In that case, he would have bowed slightly at the waist, then and turned and left.
But probably he had no grace. Probably at best he would have hemmed and hawed and backed away politely.
Then again, what would an educated and self-assured but ignorant man like the doctor know of backing away? Probably he’d have missed his chance at a genial exit altogether.
Probably he would have added to the inanity of the ridiculous “for all practical purposes” gambit with a curt, haughty “As you wish.” Or perhaps he’d have crossed the line of ludicrous audacity with an inauthentic smile and “Do whatever you want.”
Her gaze returned to the face of the man on the bed.
Yes, that’s what the doctor would have said. “Do whatever you want, Miss Darling. Just do whatever you want.”
Just as if a lifetime of loving this man hadn’t educated her as to what was good and right between them. Just as if the doctor’s permission was all the validation she needed to abandon her responsibilities and her husband in his final moments. Their final moments.
The air in the room was cool but draped with grief. It smelled of antiseptic and the dust of ages. What little light was admitted by the narrow split in the curtains was dim and tired. The only sounds were the shallow, labored breathing of the thin form on the bed and the occasional sniffle, which emanated from Ramona herself.

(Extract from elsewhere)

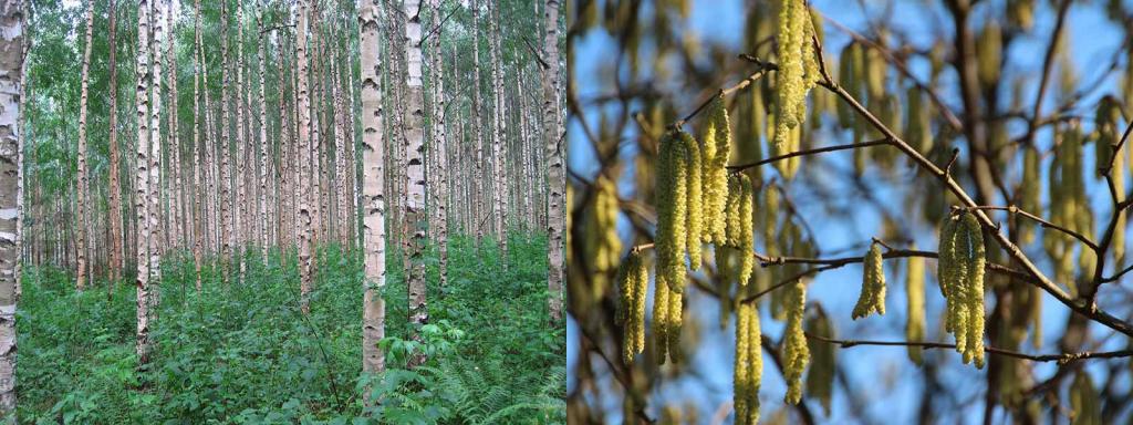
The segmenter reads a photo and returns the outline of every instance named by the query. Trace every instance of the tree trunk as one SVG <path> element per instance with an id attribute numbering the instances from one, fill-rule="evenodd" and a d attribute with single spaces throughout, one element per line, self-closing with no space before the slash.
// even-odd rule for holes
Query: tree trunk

She marked each of those by moving the handkerchief to her nose. Even then, even as she struggled a bit to maintain her composure, she kept her posture. Her dignity. And her gaze on the love of her life.
Except when she glanced up at the clock.
During her reverie concerning the doctor, the minute hand had ticked over to three minutes before the hour. Three minutes before she and her husband would begin their seventy-third year together.

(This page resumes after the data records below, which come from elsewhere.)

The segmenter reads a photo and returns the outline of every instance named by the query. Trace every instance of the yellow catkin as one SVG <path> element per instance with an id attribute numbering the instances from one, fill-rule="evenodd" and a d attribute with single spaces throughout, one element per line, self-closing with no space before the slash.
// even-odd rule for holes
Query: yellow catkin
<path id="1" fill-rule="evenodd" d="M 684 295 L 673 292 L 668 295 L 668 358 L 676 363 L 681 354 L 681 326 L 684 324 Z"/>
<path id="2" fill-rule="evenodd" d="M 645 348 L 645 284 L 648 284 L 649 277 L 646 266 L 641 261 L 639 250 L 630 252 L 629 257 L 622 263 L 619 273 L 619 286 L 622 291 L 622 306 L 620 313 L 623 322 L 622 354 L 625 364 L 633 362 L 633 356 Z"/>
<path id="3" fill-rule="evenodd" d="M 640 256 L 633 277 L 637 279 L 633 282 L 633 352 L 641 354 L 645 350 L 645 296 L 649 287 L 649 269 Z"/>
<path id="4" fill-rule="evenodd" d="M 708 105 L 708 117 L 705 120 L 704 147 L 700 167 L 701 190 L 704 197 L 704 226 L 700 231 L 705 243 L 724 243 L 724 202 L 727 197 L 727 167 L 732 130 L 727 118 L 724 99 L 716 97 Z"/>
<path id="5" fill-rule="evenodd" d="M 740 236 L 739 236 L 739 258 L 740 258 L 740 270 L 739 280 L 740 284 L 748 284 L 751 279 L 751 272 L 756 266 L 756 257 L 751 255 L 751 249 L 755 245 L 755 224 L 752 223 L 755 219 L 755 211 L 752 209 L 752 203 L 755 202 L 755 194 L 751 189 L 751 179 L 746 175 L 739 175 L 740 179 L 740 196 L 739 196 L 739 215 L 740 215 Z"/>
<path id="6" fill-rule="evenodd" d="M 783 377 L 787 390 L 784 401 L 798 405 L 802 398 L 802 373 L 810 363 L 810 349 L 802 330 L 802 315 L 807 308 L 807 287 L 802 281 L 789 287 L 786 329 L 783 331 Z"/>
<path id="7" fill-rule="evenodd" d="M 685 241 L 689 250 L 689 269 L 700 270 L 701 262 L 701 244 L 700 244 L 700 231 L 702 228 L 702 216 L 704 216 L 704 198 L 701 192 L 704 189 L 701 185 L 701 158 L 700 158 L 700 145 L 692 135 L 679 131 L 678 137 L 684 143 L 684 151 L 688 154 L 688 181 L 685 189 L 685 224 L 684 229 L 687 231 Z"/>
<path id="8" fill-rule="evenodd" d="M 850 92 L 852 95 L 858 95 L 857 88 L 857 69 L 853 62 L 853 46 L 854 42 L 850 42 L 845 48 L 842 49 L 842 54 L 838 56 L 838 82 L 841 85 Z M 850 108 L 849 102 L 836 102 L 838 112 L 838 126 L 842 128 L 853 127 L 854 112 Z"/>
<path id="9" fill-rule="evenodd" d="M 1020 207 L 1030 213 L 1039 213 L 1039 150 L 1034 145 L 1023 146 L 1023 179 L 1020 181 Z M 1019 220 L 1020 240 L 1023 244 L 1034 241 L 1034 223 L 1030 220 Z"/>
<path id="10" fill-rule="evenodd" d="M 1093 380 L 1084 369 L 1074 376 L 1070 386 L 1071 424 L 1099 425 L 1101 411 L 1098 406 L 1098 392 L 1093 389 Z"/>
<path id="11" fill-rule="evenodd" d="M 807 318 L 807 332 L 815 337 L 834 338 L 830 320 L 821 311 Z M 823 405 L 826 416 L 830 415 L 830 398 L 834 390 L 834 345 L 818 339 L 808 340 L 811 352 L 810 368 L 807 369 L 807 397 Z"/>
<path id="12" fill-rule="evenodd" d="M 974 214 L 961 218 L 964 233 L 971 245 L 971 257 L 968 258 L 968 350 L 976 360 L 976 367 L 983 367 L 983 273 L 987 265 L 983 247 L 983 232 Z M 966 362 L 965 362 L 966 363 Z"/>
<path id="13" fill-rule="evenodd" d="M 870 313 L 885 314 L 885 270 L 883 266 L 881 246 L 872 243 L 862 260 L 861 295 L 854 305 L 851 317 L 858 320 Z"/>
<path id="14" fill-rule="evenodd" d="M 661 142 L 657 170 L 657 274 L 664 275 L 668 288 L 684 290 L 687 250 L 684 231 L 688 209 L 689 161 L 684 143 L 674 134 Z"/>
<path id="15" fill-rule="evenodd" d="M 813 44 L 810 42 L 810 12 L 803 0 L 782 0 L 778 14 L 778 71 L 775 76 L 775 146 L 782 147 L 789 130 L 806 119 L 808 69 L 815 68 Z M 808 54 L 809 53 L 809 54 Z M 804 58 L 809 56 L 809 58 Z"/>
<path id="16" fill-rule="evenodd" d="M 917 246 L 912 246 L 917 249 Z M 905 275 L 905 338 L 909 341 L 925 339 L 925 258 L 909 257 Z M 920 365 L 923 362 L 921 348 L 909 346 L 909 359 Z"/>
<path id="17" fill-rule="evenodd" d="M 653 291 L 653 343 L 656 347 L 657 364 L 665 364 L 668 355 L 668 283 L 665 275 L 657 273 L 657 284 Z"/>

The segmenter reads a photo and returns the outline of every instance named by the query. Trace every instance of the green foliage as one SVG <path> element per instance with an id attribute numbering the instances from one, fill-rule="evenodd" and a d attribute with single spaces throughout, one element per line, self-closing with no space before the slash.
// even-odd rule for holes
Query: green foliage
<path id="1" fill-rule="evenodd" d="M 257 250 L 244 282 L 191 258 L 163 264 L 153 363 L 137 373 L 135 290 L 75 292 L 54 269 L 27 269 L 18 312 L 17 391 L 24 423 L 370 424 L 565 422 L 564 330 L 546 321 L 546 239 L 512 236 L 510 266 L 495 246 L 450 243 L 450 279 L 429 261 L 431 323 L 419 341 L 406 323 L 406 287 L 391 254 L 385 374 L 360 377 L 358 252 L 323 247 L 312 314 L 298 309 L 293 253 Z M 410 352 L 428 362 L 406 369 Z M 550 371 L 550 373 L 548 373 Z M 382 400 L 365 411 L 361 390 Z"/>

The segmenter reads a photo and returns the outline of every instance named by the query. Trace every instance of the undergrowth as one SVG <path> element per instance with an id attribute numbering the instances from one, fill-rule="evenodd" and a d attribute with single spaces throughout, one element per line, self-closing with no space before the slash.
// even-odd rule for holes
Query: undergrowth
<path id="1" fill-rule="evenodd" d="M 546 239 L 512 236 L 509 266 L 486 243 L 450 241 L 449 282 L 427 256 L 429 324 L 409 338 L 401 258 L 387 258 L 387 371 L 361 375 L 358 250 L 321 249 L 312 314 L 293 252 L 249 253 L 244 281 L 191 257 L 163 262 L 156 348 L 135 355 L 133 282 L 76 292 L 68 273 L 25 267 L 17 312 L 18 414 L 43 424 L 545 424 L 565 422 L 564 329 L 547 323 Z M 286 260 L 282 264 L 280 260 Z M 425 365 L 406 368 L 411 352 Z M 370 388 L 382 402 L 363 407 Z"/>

She looked at him again, then at her hands, the handkerchief folded between them. The hands were steady. She wasn’t frightened at all.

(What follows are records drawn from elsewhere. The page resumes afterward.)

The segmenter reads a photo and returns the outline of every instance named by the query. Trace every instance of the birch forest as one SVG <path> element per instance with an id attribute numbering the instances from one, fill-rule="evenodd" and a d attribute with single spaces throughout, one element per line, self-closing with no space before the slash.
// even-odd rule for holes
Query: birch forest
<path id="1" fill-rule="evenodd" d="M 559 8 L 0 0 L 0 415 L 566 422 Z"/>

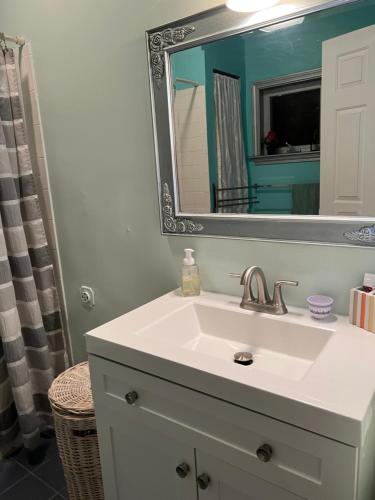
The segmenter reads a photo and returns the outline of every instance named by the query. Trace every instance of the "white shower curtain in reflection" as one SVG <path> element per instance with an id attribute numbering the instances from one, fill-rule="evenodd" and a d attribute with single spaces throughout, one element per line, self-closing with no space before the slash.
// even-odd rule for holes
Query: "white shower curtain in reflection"
<path id="1" fill-rule="evenodd" d="M 245 146 L 241 117 L 241 83 L 237 78 L 214 74 L 216 111 L 217 177 L 218 188 L 248 185 Z M 248 189 L 220 192 L 222 200 L 248 197 Z M 226 202 L 233 206 L 219 208 L 221 213 L 247 213 L 248 203 Z"/>

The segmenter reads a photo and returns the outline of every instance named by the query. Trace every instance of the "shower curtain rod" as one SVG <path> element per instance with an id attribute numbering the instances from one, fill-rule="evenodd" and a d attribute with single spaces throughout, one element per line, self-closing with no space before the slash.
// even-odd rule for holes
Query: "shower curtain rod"
<path id="1" fill-rule="evenodd" d="M 0 40 L 4 40 L 4 42 L 13 42 L 22 47 L 25 45 L 26 40 L 23 36 L 10 36 L 0 31 Z"/>

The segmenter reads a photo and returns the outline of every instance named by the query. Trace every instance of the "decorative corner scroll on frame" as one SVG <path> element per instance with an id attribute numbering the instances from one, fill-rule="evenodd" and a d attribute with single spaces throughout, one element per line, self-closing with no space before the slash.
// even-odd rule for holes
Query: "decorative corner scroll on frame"
<path id="1" fill-rule="evenodd" d="M 344 233 L 344 237 L 350 241 L 375 246 L 375 225 L 363 226 L 354 231 L 348 231 Z"/>
<path id="2" fill-rule="evenodd" d="M 162 218 L 164 231 L 171 234 L 199 233 L 203 225 L 184 217 L 176 217 L 173 208 L 173 199 L 169 192 L 168 184 L 163 184 L 162 192 Z"/>
<path id="3" fill-rule="evenodd" d="M 164 49 L 179 42 L 195 31 L 194 26 L 181 26 L 178 28 L 167 28 L 157 33 L 151 33 L 148 37 L 150 49 L 150 63 L 152 77 L 158 88 L 165 75 L 165 56 Z"/>

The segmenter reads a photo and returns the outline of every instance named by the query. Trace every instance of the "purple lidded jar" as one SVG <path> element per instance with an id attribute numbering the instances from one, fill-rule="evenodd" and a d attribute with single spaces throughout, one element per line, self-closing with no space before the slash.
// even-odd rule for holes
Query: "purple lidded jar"
<path id="1" fill-rule="evenodd" d="M 311 295 L 307 298 L 307 303 L 314 319 L 327 319 L 331 314 L 334 300 L 326 295 Z"/>

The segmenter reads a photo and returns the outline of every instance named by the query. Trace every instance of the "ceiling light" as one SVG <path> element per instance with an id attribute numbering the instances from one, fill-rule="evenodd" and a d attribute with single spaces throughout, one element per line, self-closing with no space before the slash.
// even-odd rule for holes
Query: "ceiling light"
<path id="1" fill-rule="evenodd" d="M 276 5 L 279 0 L 227 0 L 228 9 L 237 12 L 256 12 Z"/>

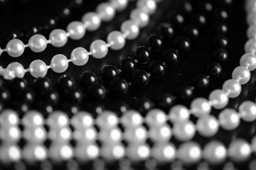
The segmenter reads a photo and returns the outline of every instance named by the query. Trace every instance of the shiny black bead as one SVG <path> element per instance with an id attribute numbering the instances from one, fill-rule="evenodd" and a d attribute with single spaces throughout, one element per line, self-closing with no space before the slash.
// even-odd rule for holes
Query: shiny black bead
<path id="1" fill-rule="evenodd" d="M 119 70 L 112 65 L 106 65 L 102 69 L 102 78 L 105 82 L 110 82 L 119 76 Z"/>
<path id="2" fill-rule="evenodd" d="M 186 37 L 178 37 L 174 41 L 174 45 L 178 52 L 185 52 L 189 50 L 191 43 Z"/>
<path id="3" fill-rule="evenodd" d="M 216 47 L 226 48 L 228 45 L 228 40 L 224 35 L 218 35 L 213 39 L 214 46 Z"/>
<path id="4" fill-rule="evenodd" d="M 206 67 L 207 75 L 210 78 L 218 78 L 222 74 L 223 69 L 219 63 L 211 62 Z"/>
<path id="5" fill-rule="evenodd" d="M 161 36 L 151 34 L 147 38 L 147 44 L 151 50 L 159 51 L 163 47 L 163 40 Z"/>
<path id="6" fill-rule="evenodd" d="M 168 64 L 176 64 L 178 61 L 178 53 L 172 48 L 164 50 L 163 53 L 164 60 Z"/>
<path id="7" fill-rule="evenodd" d="M 120 62 L 120 69 L 122 74 L 131 74 L 135 69 L 136 62 L 133 58 L 125 57 Z"/>
<path id="8" fill-rule="evenodd" d="M 134 86 L 144 86 L 149 82 L 149 74 L 142 69 L 135 70 L 132 73 L 132 79 Z"/>
<path id="9" fill-rule="evenodd" d="M 134 58 L 141 63 L 147 63 L 150 60 L 150 52 L 144 46 L 138 47 L 134 53 Z"/>
<path id="10" fill-rule="evenodd" d="M 149 64 L 149 72 L 155 78 L 162 77 L 166 71 L 165 64 L 159 60 L 153 60 Z"/>
<path id="11" fill-rule="evenodd" d="M 213 59 L 220 64 L 225 63 L 228 59 L 228 52 L 223 48 L 218 48 L 214 50 Z"/>

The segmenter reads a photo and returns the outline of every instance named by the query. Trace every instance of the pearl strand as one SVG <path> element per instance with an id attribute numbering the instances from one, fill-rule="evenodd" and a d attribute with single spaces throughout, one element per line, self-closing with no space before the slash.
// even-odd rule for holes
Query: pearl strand
<path id="1" fill-rule="evenodd" d="M 139 28 L 148 24 L 149 15 L 155 12 L 156 3 L 159 1 L 138 1 L 137 8 L 130 14 L 131 20 L 125 21 L 122 24 L 121 32 L 111 32 L 107 36 L 107 43 L 102 40 L 96 40 L 92 42 L 89 52 L 85 48 L 77 47 L 73 50 L 70 60 L 63 55 L 56 55 L 52 58 L 50 65 L 46 65 L 41 60 L 36 60 L 31 63 L 29 68 L 25 69 L 20 63 L 12 62 L 5 69 L 0 67 L 0 75 L 4 79 L 12 79 L 16 77 L 22 78 L 26 72 L 30 72 L 35 78 L 43 77 L 49 69 L 52 69 L 56 73 L 65 72 L 68 67 L 69 62 L 73 62 L 77 66 L 85 65 L 88 62 L 90 55 L 97 59 L 103 58 L 107 55 L 109 47 L 113 50 L 120 50 L 124 46 L 126 39 L 133 40 L 138 36 Z"/>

The handkerchief had the added effect of making the dress look almost black.
“Appropriate for the circumstances,” the doctor would have said.
He was right about the dress. It was appropriate for the circumstances. But he was wrong about the circumstances.
She hadn’t donned her black dress since her mother passed away some forty years ago. But she had taken it from her closet yesterday. She’d tried it on, realizing she would need it soon enough.
She reveled in the fact that it still fit so well. Then she’d hung it back in the closet next to her husband’s favorite suit, a little separate of everything else.
Then she’d written the note and pinned it to her dress.
She glanced up at the clock.
One minute until 9.
“Harold,” she said quietly. She leaned slightly forward, her hands still in her lap. “Harold,” she said again.
She leaned forward farther. With her right hand, she clenched the handkerchief. With her left, she reached to caress his right shoulder. “Harold.”
His right eye opened again. He looked directly at her.
Barely above a breath, she said, “It’s almost time, my love.”
His nod would have been imperceptible to anyone else in the room.
Slowly, he moved his left arm, extended it across their bed.
She moved her left hand back to the seat of her chair, careful not to catch the edge of her dress beneath its weight.
She stood unsteadily, corrected her balance, and moved away to walk past the end of the bed. Turned, her left hand tracing over the arched footboard, made the next corner. Turned again, moved along the bed.
“All right,” she said.
Her husband turned his head. His lips open the slightest bit.
She lay the handkerchief on her pillow, unfolded it. Pinched a pill between her thumb and forefinger. “I love you, Harold,” she said, and touched his lips.
When she moved her hand away, the pill was gone.
She looked at the handkerchief again, pinched the remaining pill, then lay down. Her head was nestled comfortably on Harold’s left shoulder when she slipped the pill between her own lips.
He moved his right hand across his body.
She gripped it with her own and rolled onto her left side.
“Good night, Harold Darling.”
“Good night, Ramona my darling.”
And for all practical purposes, they fell asleep together.